Palestinian reaction to settlement 'freeze'?

I guess the timing of Israeli Prime Minister Benjamin Netanyahu's announcement of a 10-month partial settlement "freeze" should come as no surprise, heading as we are into a long holiday weekend when everyone will be so comatose on tryptophan that a news crawl at the bottom of CNN mentioning Bibi's "freeze" will only seem like a positive contribution by Israel to the peace process.

But the "freeze" can't be very encouraging for the Palestinians, whose hopes were raised after President Obama's Cairo speech and who now see that Netanyahu's administration has squirmed out from beneath the firm demand for a total freeze that started this whole thing. I don't see any official response from Palestinian Authority President Mahmoud Abbas out on the wires yet, but this AFP story from yesterday probably sums up what he's feeling:

US President Barack Obama is "doing nothing right now" to restart the stalled Israeli-Palestinian peace process, Palestinian president Mahmud Abbas said in an interview published Tuesday.
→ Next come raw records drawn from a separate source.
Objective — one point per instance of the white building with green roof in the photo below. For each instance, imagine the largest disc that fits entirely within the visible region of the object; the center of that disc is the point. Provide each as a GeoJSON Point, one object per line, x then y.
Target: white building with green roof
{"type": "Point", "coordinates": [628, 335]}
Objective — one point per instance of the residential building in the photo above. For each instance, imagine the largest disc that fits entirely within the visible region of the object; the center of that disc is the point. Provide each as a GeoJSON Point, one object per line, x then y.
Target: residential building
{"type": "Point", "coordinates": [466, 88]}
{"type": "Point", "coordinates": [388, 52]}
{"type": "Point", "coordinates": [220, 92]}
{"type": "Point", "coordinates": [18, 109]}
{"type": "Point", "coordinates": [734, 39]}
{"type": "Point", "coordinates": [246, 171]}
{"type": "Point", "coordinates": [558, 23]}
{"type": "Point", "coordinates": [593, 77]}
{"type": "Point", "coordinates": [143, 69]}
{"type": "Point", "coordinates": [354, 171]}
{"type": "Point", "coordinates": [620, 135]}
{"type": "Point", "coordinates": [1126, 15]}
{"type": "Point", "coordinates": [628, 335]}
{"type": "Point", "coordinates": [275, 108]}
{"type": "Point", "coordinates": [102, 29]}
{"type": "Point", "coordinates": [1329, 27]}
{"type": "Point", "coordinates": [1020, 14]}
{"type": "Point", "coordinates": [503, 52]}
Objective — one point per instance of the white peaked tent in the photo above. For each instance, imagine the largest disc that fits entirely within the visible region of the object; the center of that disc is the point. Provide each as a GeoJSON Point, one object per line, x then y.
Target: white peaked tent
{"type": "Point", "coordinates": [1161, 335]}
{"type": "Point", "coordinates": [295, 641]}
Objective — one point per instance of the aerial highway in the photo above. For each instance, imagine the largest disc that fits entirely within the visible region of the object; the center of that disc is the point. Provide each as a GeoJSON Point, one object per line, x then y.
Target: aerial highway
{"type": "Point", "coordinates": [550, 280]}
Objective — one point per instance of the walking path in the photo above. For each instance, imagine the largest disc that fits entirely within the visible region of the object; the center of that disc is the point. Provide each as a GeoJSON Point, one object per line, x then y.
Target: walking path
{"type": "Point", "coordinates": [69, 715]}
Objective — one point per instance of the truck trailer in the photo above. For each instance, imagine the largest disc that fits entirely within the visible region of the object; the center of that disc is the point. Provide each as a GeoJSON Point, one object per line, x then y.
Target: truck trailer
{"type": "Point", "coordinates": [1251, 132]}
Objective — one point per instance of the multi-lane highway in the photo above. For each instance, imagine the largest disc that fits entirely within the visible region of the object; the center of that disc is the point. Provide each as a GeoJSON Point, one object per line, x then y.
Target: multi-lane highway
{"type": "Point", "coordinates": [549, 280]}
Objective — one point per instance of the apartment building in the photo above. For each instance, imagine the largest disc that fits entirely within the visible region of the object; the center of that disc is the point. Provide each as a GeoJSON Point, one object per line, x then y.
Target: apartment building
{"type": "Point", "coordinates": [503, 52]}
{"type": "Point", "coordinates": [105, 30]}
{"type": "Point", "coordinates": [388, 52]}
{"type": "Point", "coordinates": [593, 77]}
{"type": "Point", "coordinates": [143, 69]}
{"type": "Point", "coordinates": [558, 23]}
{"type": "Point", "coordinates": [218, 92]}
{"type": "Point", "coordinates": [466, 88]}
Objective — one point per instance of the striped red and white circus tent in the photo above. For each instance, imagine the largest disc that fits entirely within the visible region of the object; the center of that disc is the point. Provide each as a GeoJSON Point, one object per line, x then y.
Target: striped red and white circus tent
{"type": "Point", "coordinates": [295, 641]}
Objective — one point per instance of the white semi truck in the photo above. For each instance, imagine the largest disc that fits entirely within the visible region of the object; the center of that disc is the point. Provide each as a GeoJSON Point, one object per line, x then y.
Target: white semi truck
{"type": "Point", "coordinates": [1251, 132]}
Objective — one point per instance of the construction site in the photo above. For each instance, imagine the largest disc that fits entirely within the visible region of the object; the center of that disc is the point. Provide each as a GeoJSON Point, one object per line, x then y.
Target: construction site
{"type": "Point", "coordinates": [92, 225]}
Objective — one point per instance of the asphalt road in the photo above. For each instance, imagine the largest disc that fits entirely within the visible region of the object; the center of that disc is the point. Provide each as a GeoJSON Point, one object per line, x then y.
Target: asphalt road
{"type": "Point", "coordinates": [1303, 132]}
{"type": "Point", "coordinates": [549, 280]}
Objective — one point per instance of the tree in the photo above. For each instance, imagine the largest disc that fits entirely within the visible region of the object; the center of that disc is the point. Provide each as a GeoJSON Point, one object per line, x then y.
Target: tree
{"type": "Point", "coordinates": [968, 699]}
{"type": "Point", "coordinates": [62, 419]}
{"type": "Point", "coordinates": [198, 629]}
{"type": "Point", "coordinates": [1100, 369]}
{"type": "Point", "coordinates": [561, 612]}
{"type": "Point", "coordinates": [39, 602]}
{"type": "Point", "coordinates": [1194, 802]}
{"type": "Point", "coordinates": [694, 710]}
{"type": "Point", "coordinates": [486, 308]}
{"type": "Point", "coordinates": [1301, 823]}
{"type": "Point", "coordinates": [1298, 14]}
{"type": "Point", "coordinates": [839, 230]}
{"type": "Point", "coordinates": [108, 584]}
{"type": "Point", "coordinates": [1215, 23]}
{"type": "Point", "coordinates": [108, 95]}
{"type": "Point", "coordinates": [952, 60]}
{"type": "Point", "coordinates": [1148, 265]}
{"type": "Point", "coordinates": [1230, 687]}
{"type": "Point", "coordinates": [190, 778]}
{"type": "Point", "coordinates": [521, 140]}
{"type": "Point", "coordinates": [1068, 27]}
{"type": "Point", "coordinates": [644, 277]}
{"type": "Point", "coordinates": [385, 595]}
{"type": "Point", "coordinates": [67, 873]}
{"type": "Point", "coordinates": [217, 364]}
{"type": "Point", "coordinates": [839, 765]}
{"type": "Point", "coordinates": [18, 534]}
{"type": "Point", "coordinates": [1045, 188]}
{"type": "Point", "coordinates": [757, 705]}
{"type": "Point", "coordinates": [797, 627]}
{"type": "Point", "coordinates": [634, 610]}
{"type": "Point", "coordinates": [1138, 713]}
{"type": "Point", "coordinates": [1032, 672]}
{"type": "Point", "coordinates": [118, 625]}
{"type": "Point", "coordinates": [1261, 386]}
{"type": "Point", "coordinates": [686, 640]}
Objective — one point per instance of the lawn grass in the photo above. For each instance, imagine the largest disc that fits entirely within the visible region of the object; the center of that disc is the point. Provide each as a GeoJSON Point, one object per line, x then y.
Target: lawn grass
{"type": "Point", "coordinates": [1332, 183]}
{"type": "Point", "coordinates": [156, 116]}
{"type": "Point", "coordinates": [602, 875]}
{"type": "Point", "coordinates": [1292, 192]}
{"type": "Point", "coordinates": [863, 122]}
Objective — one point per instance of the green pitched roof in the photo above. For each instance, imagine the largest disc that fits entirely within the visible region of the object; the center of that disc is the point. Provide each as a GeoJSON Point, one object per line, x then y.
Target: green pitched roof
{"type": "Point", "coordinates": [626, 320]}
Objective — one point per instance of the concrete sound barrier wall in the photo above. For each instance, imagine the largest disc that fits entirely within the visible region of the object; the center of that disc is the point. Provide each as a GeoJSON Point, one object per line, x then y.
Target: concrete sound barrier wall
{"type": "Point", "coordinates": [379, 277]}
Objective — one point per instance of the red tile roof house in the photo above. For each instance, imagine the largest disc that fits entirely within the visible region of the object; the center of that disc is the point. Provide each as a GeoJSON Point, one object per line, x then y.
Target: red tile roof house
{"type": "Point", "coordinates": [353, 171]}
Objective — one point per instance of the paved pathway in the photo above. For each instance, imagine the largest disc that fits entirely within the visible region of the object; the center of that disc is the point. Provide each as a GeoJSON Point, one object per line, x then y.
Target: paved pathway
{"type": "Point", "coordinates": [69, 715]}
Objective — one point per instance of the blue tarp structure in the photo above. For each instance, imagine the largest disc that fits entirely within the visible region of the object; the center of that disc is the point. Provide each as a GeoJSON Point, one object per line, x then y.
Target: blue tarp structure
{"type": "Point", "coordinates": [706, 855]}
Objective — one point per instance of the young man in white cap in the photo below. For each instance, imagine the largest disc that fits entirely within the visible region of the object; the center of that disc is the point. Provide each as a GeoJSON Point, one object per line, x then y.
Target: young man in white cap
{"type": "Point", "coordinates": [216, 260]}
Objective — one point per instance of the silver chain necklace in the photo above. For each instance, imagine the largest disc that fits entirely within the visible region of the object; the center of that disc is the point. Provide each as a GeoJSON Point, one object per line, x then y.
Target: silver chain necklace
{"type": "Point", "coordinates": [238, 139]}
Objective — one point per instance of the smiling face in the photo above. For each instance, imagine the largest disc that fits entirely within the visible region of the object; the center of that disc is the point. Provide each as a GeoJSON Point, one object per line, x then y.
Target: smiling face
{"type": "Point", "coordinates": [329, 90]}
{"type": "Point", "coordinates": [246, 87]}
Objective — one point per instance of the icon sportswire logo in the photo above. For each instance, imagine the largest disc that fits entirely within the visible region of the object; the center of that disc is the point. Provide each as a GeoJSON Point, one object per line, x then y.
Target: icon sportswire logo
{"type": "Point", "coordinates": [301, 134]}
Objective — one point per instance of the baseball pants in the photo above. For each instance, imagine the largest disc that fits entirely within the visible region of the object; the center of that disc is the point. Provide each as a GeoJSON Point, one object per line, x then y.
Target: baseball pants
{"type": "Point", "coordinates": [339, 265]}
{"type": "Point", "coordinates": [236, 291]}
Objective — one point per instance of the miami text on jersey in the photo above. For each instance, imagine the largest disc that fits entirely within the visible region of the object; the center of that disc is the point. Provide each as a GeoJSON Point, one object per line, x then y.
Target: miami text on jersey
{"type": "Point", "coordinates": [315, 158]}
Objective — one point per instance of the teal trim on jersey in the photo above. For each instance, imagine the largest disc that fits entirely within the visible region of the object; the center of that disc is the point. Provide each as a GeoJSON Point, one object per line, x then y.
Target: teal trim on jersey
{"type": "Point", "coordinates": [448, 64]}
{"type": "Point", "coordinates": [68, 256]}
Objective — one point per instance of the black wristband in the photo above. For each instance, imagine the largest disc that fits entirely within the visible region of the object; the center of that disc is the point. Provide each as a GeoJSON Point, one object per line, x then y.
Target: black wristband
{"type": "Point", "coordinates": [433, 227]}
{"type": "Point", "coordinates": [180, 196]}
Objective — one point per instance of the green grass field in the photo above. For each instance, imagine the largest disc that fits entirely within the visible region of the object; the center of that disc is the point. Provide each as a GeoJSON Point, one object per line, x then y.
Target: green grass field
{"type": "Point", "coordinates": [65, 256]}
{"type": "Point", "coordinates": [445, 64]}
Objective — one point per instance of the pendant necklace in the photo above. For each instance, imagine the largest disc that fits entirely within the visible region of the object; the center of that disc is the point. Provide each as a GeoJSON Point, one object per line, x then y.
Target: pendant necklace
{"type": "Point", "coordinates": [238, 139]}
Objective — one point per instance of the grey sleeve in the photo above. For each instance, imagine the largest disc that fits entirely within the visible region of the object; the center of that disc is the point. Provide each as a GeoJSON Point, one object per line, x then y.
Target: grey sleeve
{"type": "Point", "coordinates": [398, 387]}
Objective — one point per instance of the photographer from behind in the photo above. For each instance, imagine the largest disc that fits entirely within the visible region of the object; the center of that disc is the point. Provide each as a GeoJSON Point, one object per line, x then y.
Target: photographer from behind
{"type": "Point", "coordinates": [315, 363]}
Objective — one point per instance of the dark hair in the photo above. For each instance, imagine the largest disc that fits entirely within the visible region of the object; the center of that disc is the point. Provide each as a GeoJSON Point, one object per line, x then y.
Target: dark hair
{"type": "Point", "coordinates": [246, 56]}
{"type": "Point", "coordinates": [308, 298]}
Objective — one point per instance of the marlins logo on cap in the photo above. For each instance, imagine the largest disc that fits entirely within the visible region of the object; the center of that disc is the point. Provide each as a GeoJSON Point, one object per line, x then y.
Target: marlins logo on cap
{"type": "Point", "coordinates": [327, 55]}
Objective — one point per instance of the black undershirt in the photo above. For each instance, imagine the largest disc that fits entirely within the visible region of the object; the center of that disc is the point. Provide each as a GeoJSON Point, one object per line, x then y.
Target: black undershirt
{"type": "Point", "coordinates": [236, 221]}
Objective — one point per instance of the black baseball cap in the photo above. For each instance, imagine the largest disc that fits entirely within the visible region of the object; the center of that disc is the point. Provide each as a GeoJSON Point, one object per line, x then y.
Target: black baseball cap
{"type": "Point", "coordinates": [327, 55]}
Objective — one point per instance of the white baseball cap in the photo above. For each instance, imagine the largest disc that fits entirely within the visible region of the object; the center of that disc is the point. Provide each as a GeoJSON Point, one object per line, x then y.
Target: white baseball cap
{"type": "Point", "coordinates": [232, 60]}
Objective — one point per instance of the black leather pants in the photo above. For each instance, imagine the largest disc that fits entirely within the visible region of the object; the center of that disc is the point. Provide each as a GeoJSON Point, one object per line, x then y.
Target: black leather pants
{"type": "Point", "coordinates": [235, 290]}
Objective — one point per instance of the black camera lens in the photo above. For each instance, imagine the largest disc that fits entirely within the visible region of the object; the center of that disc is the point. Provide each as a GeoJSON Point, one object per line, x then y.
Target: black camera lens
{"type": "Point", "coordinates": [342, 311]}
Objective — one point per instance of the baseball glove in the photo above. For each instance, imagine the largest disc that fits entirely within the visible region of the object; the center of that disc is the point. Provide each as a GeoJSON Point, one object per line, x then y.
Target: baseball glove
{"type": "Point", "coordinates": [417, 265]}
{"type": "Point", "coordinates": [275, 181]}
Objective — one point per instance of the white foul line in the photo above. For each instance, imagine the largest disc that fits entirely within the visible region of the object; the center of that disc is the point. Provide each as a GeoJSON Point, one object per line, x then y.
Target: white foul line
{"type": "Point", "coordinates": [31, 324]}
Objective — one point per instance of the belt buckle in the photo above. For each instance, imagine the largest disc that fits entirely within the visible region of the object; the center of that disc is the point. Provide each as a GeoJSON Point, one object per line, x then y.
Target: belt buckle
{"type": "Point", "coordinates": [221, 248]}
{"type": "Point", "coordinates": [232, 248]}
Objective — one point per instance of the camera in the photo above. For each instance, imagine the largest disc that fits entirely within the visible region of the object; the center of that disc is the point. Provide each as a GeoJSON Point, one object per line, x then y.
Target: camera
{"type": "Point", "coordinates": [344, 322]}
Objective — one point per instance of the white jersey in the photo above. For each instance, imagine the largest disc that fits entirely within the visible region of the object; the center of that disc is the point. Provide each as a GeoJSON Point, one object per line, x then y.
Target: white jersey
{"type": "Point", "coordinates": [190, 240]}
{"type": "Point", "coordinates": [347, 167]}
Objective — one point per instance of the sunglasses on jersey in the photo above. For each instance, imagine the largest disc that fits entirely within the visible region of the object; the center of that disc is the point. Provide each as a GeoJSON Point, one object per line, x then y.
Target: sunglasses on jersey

And yet, we're also seeing what kind of domestic pressures Bibi faces in his own country from right-wingers who oppose any kind of freeze at all. (Obligatory note: Most Israeli construction in the West Bank and Gaza is illegal in the eyes of the United Nations, to say nothing of international law.) Haaretz reports that conservative Knesset member Yaakov Katz has called Bibi's "freeze" offer "spitting in the faces of those to whom he promised less than a year ago that he would constitute an alternative to Sharon's policy of uprooting."